'Legacy' isn't a good thing for IoT and mobile payments
The growth of mobile and now IoT payments means banks need a back-end infrastructure that can flex to accommodate new and diversifying payment-enabled form factors, including mobile devices, wearables, smart fridges and soon, connected cars.
This is creating pain points. If open banking and account personalization services aren’t made available on smartphones, then consumers won’t use them, and banks won’t be able to leverage them to differentiate themselves and create revenue.
If tokenization isn’t used to secure transactions initiated from mobile devices, then an increasing amount of payment and account data will not be adequately protected. And, if payment-enabled connected devices like smart fridges aren’t supported in the back end, an issuer offering may become obsolete once IoT payments become mainstream.
Virtual cards and the existing card infrastructure enable these services. However, legacy systems are holding issuers back from responding fast enough to changing market conditions. According to Ovum, nearly two-thirds of banks believe their payments infrastructure will need a significant upgrade in the next three years as the back-office domain becomes a key part of their digital strategy.
This is a massive undertaking, and issuers are understandably wrestling with how best to approach it. To streamline the process and ensure that they reach the best solution for their bank, these are the key questions to ask when developing a card, mobile and IoT payments infrastructure strategy.
Is outsourcing right for my bank, or should we keep our infrastructure development in-house? Can your existing consumer management system support the growing and evolving mobile and IoT payments ecosystem? Do you have a large enough team of developers experienced in this area to build your own infrastructure and implement it with minimal disruption to end users? Will the significant capital expenditure be recouped quickly? Are you confident in your technical ability and capacity to quickly create an infrastructure that enables scalable, value-added financial services that can be accessed on any connected device?

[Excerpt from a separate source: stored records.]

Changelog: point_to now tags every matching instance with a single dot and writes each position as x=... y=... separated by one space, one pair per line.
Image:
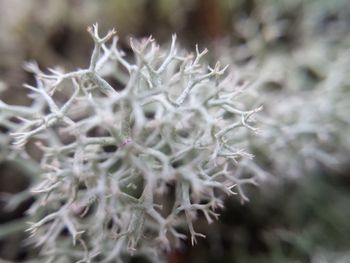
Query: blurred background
x=297 y=51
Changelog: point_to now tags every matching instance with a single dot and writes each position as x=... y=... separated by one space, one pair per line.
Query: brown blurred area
x=53 y=33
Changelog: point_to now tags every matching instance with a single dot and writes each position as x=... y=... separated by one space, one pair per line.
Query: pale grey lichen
x=112 y=158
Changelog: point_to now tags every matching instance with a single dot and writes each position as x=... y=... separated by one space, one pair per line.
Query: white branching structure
x=111 y=158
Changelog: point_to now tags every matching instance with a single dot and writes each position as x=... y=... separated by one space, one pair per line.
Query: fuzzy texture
x=124 y=172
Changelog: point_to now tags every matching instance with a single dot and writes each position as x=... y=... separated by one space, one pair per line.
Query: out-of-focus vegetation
x=290 y=47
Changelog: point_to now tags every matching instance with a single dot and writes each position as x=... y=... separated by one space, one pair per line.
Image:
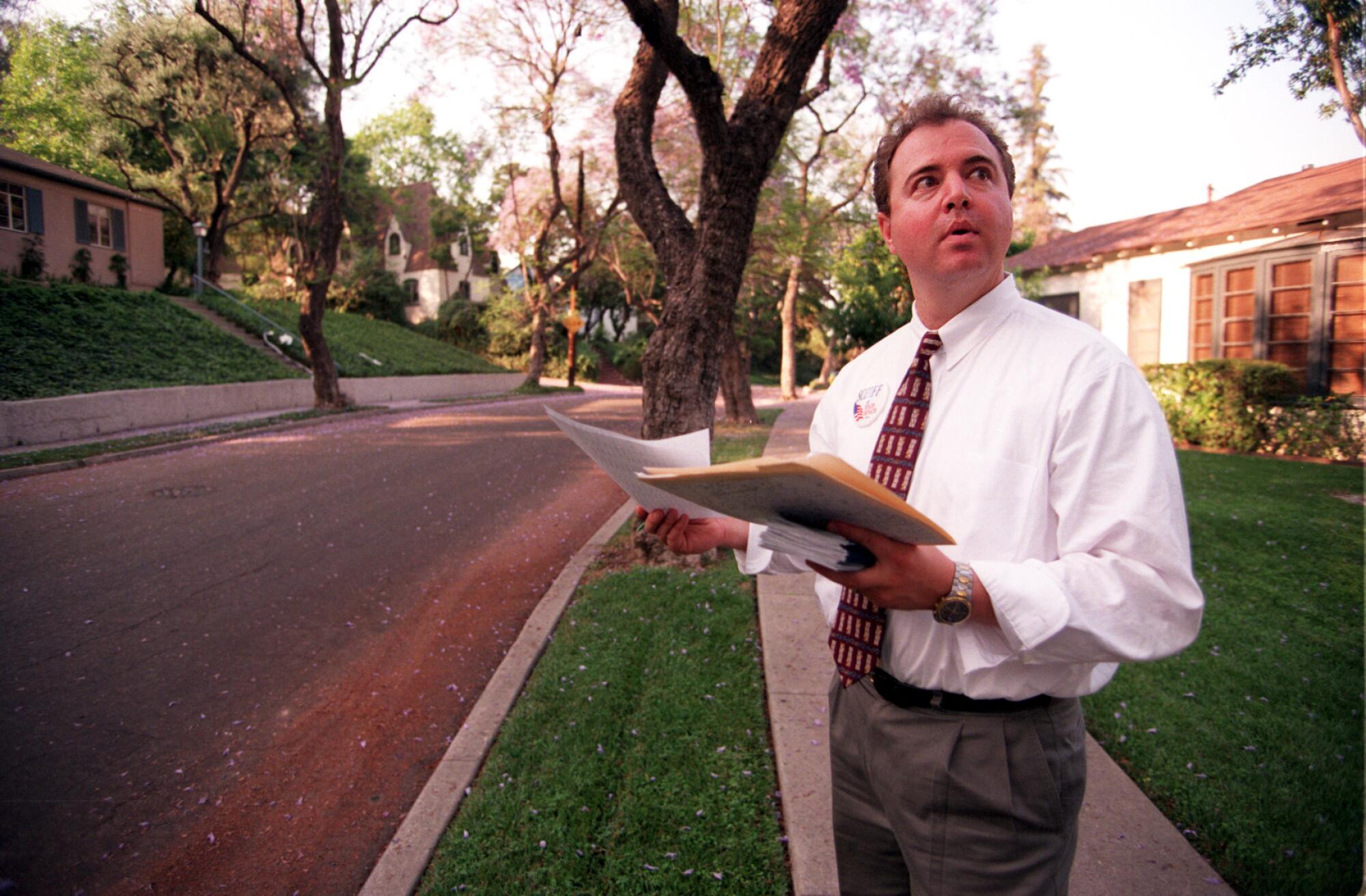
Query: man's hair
x=935 y=109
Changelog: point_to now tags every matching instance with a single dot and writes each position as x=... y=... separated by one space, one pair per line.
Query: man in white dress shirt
x=958 y=763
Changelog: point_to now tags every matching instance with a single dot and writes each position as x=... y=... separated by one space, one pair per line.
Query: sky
x=1139 y=126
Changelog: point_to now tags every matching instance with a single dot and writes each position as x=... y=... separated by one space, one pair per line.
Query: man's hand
x=904 y=577
x=682 y=535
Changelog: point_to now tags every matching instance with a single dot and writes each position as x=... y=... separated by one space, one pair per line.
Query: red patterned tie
x=857 y=639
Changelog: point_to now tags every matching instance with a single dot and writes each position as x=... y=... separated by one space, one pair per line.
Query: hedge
x=1253 y=406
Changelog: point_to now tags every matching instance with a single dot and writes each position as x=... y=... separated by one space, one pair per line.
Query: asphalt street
x=232 y=669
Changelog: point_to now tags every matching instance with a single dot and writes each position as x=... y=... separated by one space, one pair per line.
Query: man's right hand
x=682 y=535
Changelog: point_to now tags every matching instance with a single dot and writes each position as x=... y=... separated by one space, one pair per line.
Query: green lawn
x=637 y=760
x=66 y=339
x=359 y=342
x=1252 y=740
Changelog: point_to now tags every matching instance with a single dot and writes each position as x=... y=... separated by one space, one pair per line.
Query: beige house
x=408 y=247
x=1277 y=271
x=66 y=212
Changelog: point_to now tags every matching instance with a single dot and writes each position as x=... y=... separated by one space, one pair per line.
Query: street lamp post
x=200 y=233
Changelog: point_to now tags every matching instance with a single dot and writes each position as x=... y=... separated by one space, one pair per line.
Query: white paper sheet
x=622 y=457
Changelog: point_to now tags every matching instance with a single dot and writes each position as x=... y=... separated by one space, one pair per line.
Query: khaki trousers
x=940 y=804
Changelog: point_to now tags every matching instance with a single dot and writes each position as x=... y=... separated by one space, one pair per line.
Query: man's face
x=950 y=216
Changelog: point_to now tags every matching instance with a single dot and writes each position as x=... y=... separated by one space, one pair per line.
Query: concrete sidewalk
x=1128 y=848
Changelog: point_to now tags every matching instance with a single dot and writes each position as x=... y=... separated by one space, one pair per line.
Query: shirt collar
x=966 y=330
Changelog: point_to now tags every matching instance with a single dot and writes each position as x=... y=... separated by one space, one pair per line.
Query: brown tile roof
x=1297 y=201
x=33 y=166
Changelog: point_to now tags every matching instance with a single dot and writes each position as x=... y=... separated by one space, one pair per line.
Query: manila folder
x=811 y=492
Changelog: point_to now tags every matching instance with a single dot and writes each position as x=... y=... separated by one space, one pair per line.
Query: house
x=62 y=212
x=1275 y=272
x=409 y=249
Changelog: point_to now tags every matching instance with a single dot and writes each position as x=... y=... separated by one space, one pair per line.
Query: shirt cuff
x=1028 y=602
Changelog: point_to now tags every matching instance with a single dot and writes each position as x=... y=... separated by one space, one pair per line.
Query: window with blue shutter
x=83 y=223
x=35 y=210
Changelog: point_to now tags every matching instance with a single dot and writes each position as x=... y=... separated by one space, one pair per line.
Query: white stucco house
x=1277 y=271
x=408 y=247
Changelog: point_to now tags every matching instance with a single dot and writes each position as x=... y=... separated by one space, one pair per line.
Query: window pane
x=1293 y=354
x=1290 y=303
x=1240 y=281
x=1238 y=333
x=1294 y=274
x=1290 y=328
x=1349 y=327
x=1352 y=268
x=1346 y=382
x=1350 y=298
x=1240 y=305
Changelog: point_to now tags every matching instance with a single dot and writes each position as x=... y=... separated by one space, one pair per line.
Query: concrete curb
x=408 y=856
x=1126 y=846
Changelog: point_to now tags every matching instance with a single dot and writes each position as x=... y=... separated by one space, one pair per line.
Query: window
x=102 y=227
x=1302 y=308
x=1066 y=304
x=14 y=208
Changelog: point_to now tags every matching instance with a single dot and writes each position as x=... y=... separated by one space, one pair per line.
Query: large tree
x=1326 y=38
x=196 y=126
x=338 y=43
x=1039 y=181
x=704 y=259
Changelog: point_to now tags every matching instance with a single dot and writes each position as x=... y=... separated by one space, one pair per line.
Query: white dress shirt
x=1048 y=461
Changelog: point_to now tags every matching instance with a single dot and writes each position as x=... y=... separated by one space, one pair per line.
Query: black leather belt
x=909 y=696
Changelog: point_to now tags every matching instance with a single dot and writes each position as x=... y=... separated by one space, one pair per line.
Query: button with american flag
x=869 y=404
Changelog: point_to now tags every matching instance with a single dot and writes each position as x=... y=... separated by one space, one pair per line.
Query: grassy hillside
x=401 y=352
x=66 y=339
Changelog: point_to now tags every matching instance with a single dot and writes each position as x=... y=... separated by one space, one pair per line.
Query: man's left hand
x=905 y=577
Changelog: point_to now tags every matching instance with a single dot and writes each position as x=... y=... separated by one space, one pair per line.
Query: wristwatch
x=957 y=606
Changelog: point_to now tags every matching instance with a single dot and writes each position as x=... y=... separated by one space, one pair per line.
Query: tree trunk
x=787 y=375
x=736 y=382
x=536 y=361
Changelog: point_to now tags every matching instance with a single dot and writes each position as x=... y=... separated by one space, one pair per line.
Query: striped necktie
x=857 y=639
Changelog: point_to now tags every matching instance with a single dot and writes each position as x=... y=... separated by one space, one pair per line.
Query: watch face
x=953 y=610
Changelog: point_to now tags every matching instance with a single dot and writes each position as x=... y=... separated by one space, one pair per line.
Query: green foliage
x=365 y=288
x=1251 y=406
x=461 y=323
x=1252 y=738
x=875 y=297
x=43 y=111
x=120 y=268
x=32 y=262
x=65 y=339
x=357 y=342
x=81 y=266
x=1298 y=31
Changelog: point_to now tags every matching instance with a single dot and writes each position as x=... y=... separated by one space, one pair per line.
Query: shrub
x=1252 y=406
x=81 y=266
x=32 y=263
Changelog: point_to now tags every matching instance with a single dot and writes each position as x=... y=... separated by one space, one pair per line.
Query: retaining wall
x=42 y=421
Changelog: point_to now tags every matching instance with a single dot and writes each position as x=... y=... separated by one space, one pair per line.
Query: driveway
x=232 y=669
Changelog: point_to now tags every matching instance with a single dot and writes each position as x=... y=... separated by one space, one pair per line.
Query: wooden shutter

If a bank can answer "yes" to all of the above, then there’s no reason that it couldn’t develop and manage its infrastructure internally. If the answer to any of the above is "no," however, outsourcing may be the best approach.

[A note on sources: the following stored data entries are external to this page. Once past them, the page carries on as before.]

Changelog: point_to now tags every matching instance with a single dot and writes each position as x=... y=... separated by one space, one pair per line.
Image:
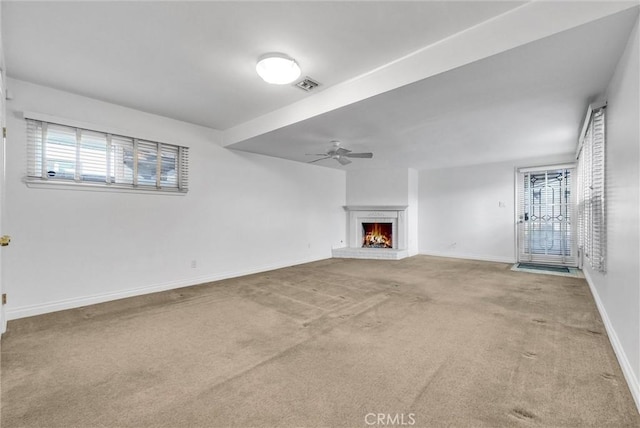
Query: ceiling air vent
x=307 y=84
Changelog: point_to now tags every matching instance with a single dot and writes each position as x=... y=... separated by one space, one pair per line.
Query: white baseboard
x=76 y=302
x=625 y=365
x=468 y=256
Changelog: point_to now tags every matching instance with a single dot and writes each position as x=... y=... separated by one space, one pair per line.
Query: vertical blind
x=591 y=191
x=69 y=154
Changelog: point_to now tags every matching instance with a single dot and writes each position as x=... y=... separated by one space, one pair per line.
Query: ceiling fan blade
x=326 y=157
x=359 y=155
x=343 y=161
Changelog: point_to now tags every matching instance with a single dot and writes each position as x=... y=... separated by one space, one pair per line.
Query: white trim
x=92 y=127
x=39 y=183
x=625 y=364
x=541 y=168
x=375 y=207
x=585 y=125
x=77 y=302
x=469 y=256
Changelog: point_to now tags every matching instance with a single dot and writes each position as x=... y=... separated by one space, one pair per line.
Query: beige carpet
x=425 y=341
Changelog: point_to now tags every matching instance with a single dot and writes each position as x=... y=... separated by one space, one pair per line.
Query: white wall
x=378 y=187
x=469 y=212
x=3 y=321
x=243 y=213
x=617 y=292
x=413 y=211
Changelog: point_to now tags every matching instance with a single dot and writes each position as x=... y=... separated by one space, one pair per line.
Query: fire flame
x=377 y=235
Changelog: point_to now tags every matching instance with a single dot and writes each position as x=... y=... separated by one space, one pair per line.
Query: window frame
x=592 y=210
x=43 y=180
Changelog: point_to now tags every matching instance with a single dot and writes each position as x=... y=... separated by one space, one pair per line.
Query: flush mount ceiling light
x=278 y=68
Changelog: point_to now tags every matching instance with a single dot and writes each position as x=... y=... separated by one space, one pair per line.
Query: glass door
x=545 y=222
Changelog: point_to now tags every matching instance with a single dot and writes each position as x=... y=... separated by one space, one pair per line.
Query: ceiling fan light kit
x=278 y=68
x=341 y=154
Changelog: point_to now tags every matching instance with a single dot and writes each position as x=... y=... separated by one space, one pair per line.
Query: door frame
x=573 y=224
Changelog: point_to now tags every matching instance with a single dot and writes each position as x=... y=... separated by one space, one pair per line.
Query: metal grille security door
x=546 y=232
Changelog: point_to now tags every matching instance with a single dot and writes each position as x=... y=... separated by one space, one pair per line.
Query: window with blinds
x=591 y=190
x=66 y=154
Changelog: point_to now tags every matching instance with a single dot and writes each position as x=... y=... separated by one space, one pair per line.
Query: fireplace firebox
x=377 y=235
x=375 y=232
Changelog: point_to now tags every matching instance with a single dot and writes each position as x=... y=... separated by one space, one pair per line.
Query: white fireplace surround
x=358 y=214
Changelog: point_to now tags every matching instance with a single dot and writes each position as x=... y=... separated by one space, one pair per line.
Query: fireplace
x=375 y=232
x=377 y=235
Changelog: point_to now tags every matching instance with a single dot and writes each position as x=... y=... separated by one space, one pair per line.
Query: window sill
x=61 y=185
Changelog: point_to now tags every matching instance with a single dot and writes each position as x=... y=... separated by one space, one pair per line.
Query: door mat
x=547 y=269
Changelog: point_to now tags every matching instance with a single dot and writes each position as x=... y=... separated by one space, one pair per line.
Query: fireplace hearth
x=377 y=235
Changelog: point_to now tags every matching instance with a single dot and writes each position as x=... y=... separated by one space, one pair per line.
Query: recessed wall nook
x=375 y=232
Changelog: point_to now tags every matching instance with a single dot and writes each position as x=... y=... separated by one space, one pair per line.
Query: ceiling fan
x=340 y=154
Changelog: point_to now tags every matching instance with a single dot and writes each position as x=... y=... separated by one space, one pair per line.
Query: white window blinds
x=60 y=153
x=591 y=191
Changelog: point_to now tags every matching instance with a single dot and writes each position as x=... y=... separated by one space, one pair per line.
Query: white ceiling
x=195 y=61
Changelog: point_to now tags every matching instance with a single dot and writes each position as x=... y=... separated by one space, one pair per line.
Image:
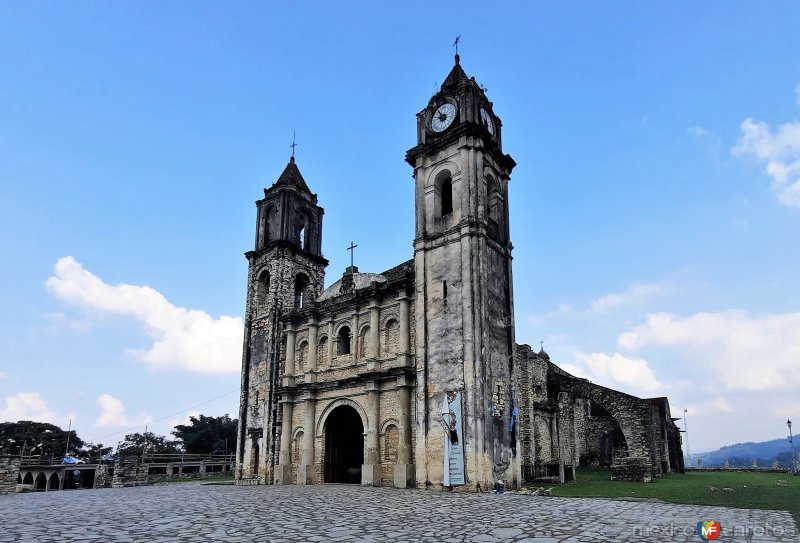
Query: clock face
x=487 y=121
x=443 y=117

We’re going to outsource our infrastructure upgrade. Should we go with a software-only or full-service provider? Do you need to launch new products quickly to ensure faster creation of new revenue streams? Would you benefit from bespoke technical support in the development of new and innovative services? Would you benefit from informed regional support and a collaborative development process that takes your bank’s individual needs into account? Do you want to be able to guarantee your end users a stable infrastructure with high availability? Are you moving towards a lean fixed-cost setup, so building and maintaining a team to manage a provider and realize the upgrade isn’t high on your list of priorities?
If the answer to any of the above is "yes," then a software-only provider may not have the capabilities required to successfully implement and manage card, mobile and IoT payments infrastructure on an issuer’s behalf.

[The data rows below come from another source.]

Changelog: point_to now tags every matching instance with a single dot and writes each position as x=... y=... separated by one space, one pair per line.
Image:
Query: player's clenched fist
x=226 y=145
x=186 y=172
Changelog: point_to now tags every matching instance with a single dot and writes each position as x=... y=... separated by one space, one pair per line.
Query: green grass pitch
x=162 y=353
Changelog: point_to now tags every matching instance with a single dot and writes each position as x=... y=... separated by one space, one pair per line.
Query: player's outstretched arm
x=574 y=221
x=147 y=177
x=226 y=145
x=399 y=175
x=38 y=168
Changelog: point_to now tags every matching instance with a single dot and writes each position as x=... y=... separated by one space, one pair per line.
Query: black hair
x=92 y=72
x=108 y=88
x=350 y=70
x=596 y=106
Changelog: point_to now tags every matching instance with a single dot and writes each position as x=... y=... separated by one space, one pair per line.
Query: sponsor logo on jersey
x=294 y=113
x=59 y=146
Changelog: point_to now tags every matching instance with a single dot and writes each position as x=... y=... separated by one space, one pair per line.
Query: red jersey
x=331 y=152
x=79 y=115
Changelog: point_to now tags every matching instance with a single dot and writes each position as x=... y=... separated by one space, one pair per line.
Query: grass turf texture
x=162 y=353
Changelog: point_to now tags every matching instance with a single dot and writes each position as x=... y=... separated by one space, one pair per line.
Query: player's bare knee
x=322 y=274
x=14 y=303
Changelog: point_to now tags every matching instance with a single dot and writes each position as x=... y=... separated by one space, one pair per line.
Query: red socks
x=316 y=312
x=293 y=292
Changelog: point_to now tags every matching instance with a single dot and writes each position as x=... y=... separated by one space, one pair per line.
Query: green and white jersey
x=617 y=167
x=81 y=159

We have identified a full-service CMS provider. What questions should we ask them to ensure they’re the right choice? Do they have migration experience? Is the solution flexible enough to adapt to future consumer demands and new financial products? How smooth is the onboarding process — how much disruption to our end users will there be? Can we migrate product by product instead of all at once, to mitigate possible risks? Can the solution be expanded to cover value-added services beyond consumer management services?